Но вернемся еще раз к Присядкину. Он подкаблучник, он стар, слаб, пуглив, он в юности писал бездарные стихи, потом вполне просоветскую прозу и только в годы перестройки вдруг выдал свою “чеченскую” повесть, которая принесла ему славу. Но ведь все-таки выдал, жило, выходит, что-то в его душе, что так и не смогло раствориться бесследно. А теперь вот нет у него воли выскользнуть из-под плотной опеки своей Валентины, которая бдительно следит, чтоб “за границу ездил пылкий правозащитник, уклоняющийся от любых вопросов о деятельности президента, а… в Москве сидел, надув щеки, советник, плотно закрывший глаза на все, связанное с защитой чьих бы то ни было прав”… И лишь иногда, вдруг оказавшись без присмотра, сбитый с заготовленной ею бумажки, Присядкин чувствует, что “в голове наступило некоторое просветление” и говорит, что “Сталин пытался уничтожить чеченцев поголовно, мы, к сожалению, продолжаем его дело… С ними надо не воевать,… надо создать там нормальную жизнь. Это единственный способ. Оружием Россия ничего не добьется в Чечне. Это ошибка”, т.е. говорит нечто простое, но очевидно разумное и человечное.

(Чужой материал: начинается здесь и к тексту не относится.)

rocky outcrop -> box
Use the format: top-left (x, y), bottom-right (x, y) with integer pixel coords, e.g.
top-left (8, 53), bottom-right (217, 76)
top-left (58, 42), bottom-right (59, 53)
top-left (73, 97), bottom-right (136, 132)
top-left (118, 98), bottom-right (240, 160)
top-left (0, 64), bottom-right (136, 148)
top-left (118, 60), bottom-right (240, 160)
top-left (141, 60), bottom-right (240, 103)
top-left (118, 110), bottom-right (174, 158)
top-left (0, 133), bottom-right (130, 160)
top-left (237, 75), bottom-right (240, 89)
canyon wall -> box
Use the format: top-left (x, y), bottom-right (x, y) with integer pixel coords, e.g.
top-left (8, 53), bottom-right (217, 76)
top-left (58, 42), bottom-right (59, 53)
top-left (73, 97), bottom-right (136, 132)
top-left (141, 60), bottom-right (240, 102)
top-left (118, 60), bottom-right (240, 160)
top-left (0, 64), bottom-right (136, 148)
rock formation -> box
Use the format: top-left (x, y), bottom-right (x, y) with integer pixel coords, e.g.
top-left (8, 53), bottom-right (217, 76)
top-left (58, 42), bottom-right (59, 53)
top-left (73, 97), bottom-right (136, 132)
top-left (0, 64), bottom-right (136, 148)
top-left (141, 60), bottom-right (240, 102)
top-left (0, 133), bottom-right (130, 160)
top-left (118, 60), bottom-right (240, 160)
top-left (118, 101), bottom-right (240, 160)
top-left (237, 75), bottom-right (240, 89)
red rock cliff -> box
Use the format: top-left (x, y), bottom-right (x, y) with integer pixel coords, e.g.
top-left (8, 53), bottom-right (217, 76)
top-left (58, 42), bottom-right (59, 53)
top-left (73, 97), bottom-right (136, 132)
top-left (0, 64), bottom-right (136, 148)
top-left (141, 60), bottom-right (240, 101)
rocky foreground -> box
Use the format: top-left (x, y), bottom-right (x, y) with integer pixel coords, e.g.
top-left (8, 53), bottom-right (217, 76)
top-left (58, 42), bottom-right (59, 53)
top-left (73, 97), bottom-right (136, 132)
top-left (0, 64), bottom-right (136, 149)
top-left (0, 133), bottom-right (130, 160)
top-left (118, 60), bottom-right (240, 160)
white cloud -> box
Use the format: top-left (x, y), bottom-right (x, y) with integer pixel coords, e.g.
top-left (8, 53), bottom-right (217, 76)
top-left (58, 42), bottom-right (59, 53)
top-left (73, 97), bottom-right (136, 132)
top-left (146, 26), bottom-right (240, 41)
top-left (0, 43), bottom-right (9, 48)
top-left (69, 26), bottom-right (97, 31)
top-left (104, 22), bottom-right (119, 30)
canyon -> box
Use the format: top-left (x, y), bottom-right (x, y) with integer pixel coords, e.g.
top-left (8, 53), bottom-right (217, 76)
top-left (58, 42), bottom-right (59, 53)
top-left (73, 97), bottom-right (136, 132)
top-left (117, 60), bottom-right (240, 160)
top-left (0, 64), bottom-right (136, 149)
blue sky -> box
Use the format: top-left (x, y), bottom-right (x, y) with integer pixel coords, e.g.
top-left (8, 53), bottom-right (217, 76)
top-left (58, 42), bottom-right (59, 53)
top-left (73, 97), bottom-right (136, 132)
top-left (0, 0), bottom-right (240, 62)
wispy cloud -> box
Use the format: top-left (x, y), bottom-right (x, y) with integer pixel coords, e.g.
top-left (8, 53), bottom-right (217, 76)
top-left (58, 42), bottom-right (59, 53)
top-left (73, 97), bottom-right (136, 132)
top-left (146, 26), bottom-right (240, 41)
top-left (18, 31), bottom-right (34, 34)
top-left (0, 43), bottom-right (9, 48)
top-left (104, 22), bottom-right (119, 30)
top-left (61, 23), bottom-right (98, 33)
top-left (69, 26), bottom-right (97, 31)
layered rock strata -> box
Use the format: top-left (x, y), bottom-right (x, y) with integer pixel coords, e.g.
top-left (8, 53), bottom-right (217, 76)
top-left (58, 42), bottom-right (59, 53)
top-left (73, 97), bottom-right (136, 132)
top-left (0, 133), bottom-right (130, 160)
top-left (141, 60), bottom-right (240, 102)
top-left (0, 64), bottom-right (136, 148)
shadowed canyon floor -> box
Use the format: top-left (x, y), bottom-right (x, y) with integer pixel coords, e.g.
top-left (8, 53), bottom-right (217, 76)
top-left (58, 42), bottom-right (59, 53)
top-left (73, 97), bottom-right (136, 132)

Или, оказавшись на “вечеринке отставников” с тоской вспоминает, что “тогда у руля администрации стояли интеллигентные люди, а теперь кто… Мне, если честно, трудно найти с ними общий язык. Солдафоны. И при этом одно стяжательство на уме. Только и думают, где урвать. И потом они всюду ищут врагов. Даже в своей среде ищут. Прямо мания преследования какая-то”. Валентина, естественно, принимает это за проявления маразма, автор с ней солидаризуется, но… Но я, признаться, начинаю думать, что в изображенной Мальгиным среде Присядкин не только самый честный, но и самый умный, трезво понимающий, среди кого оказался. Его судьба и впрямь могла бы стать основой интересного романа, пожелай автор не разоблачить его, а понять внутренний драматизм с ним происшедшего. Но… не повезло старику, попал не под то перо…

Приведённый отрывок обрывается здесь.